My woman’s appetite cannot be contained.

I cannot have just one
My distant love appears unannounced.

I am not proper, I have shed all rules.

I am always trying things.
She is crying loudly, unashamed.

A figure emerges from the fog.

Offering a sacrificial feast
My distant love appears unannounced.

~Just L (April 18, 2018)

Author’s Note: NaPoWriMo Prompt – First, find a poem in a book or magazine (ideally one you are not familiar with). Use a piece of paper to cover over everything but the last line Now write a line of your own that completes the thought of that single line you can see, or otherwise responds to it. Now move your piece of paper up to uncover the second-to-the-last line of your source poem, and write the second line of your new poem to complete/respond to this second-to-the-last line. Keep going, uncovering and writing, until you get to the first line of your source poem, which you will complete/respond to as the last line of your new poem. It might not be a finished draft, but hopefully it at least contains the seeds of one.

Source Poem:

My Lover Who Lives Far

BY CAMILLE T. DUNGY

My lover, who lives far away, opens the door to my room
and offers supper in a bowl made of his breath.

The stew has boiled and I wonder at the cat born from its steam.

The cat is in the bedroom now, mewling. The cat is indecent
and I, who am trying to be tidy, I, who am trying to do things

the proper way, I, who am sick from the shedding, I am undone.

My lover, who lives far away, opens the door to my room
and offers pastries in a basket spun from his vision.
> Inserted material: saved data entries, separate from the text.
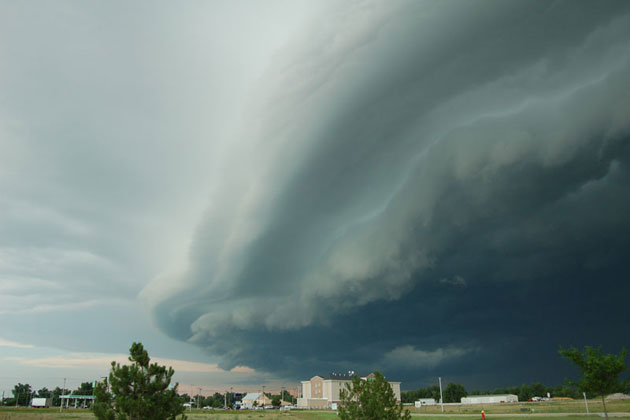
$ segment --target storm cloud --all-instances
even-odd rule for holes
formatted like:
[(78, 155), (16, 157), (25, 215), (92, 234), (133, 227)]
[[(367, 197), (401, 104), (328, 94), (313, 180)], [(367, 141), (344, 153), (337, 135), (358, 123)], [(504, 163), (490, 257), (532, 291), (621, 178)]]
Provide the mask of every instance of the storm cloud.
[[(559, 382), (630, 316), (630, 3), (351, 2), (214, 159), (161, 330), (298, 378)], [(535, 364), (540, 369), (527, 368)]]

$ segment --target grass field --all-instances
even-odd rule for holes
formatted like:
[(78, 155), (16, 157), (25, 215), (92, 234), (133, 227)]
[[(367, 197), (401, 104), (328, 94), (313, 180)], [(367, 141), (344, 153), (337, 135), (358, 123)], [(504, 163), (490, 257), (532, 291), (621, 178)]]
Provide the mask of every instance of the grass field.
[[(435, 416), (435, 417), (412, 417), (413, 419), (421, 419), (421, 420), (481, 420), (481, 418), (476, 416), (470, 417), (449, 417), (449, 416)], [(505, 416), (497, 416), (491, 417), (489, 420), (523, 420), (527, 419), (527, 417), (510, 417), (509, 414)], [(590, 417), (584, 415), (566, 415), (566, 416), (553, 416), (553, 417), (544, 417), (544, 416), (536, 416), (531, 417), (533, 420), (596, 420), (600, 419), (598, 415), (591, 415)], [(630, 419), (630, 417), (611, 417), (612, 420), (626, 420)]]
[[(589, 400), (591, 417), (585, 415), (584, 401), (551, 401), (537, 403), (515, 404), (478, 404), (465, 406), (444, 406), (446, 415), (440, 415), (440, 406), (422, 407), (420, 409), (407, 407), (413, 415), (422, 415), (423, 420), (479, 420), (479, 413), (484, 410), (491, 415), (489, 420), (523, 419), (532, 417), (532, 420), (594, 420), (599, 418), (597, 414), (602, 412), (601, 400)], [(609, 413), (630, 412), (630, 400), (618, 400), (606, 402)], [(535, 416), (532, 416), (534, 409)], [(540, 414), (552, 414), (541, 416)], [(575, 413), (566, 416), (553, 416), (554, 413)], [(452, 414), (453, 416), (449, 416)], [(530, 415), (528, 415), (530, 414)], [(186, 412), (190, 420), (326, 420), (336, 419), (337, 414), (332, 411), (293, 410), (279, 412), (268, 411), (197, 411)], [(518, 416), (516, 416), (518, 415)], [(418, 417), (416, 417), (418, 418)], [(630, 419), (630, 417), (615, 417), (615, 420)], [(0, 407), (0, 420), (93, 420), (94, 416), (89, 410), (67, 409), (59, 413), (59, 409), (36, 409)]]
[[(591, 413), (603, 412), (601, 399), (592, 399), (588, 401), (588, 408)], [(630, 412), (630, 400), (606, 401), (606, 408), (609, 413), (627, 413)], [(519, 413), (581, 413), (586, 414), (583, 400), (574, 401), (541, 401), (541, 402), (523, 402), (510, 404), (475, 404), (475, 405), (445, 405), (445, 414), (478, 414), (484, 410), (486, 414), (519, 414)], [(412, 413), (439, 414), (441, 409), (439, 405), (425, 406), (422, 408), (411, 407)]]
[[(195, 411), (186, 412), (189, 420), (326, 420), (337, 419), (332, 411)], [(59, 413), (58, 409), (0, 408), (0, 420), (94, 420), (89, 410), (69, 409)]]
[[(190, 420), (332, 420), (337, 419), (334, 412), (325, 411), (249, 411), (249, 412), (204, 412), (204, 413), (188, 413)], [(478, 415), (471, 416), (441, 416), (435, 417), (413, 417), (422, 420), (480, 420)], [(581, 415), (532, 417), (534, 420), (595, 420), (599, 416), (591, 417)], [(614, 420), (629, 419), (630, 417), (615, 417)], [(32, 410), (32, 409), (0, 409), (0, 420), (93, 420), (94, 416), (88, 410), (71, 410), (71, 412), (59, 413), (57, 410)], [(491, 420), (522, 420), (523, 417), (510, 417), (509, 414), (500, 417), (491, 417)]]

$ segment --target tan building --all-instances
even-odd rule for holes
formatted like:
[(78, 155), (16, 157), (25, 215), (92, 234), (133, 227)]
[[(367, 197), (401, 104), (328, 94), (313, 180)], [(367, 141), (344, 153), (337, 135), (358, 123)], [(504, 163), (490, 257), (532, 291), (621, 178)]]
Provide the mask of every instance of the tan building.
[[(339, 403), (340, 391), (352, 382), (353, 373), (330, 373), (313, 376), (310, 381), (302, 381), (302, 395), (297, 400), (298, 408), (332, 408)], [(374, 374), (359, 375), (362, 380), (373, 378)], [(400, 382), (389, 381), (396, 399), (400, 401)]]
[(241, 400), (241, 407), (246, 409), (264, 407), (266, 405), (271, 405), (271, 400), (260, 392), (250, 392)]

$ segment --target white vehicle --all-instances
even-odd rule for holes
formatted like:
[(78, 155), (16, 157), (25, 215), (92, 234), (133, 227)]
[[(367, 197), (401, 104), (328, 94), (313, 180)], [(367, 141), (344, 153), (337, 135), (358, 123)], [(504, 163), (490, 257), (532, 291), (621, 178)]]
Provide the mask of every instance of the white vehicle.
[(35, 408), (52, 407), (52, 398), (33, 398), (33, 401), (31, 401), (31, 407), (35, 407)]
It is closely woven, the kind of container some women collect.

I have seen these in many colors, but the basket he brings is simple:
only black, only nude. The basket he brings is full of sweet scones
and I eat even the crumbs. As if I’ve not dined for days.

My lover, who lives far away, opens the door to my room
and offers tea made from the liquid he’s crying.

I do not want my lover crying and I am sorry I ever asked for tea.

My lover, who lives far away, opens the door to my room pretending
he never cried. He offers tea and cold cakes. The tea is delicious:
spiced like the start of our courtship, honeyed and warm.

I drink every bit of the tea and put aside the rest.

My lover, who lives far away, opens the door to my room
like a man loving his strength. The lock I replaced
this morning will not keep him away.

My lover, who lives far away, opens the door to my room
and brings me nothing.

Perhaps he has noticed how fat I’ve grown, indulged.

Perhaps he is poor and sick of emptying his store.

It is no matter to me any longer, he has filled me, already, so full.

My lover who is far away opens the door to my room
and tells me he is tired.

I do not ask what he’s tired from for my lover, far away,
has already disappeared.

The blankets are big with his body. The cat, under the covers,
because it is cold out and she is not stupid, mews.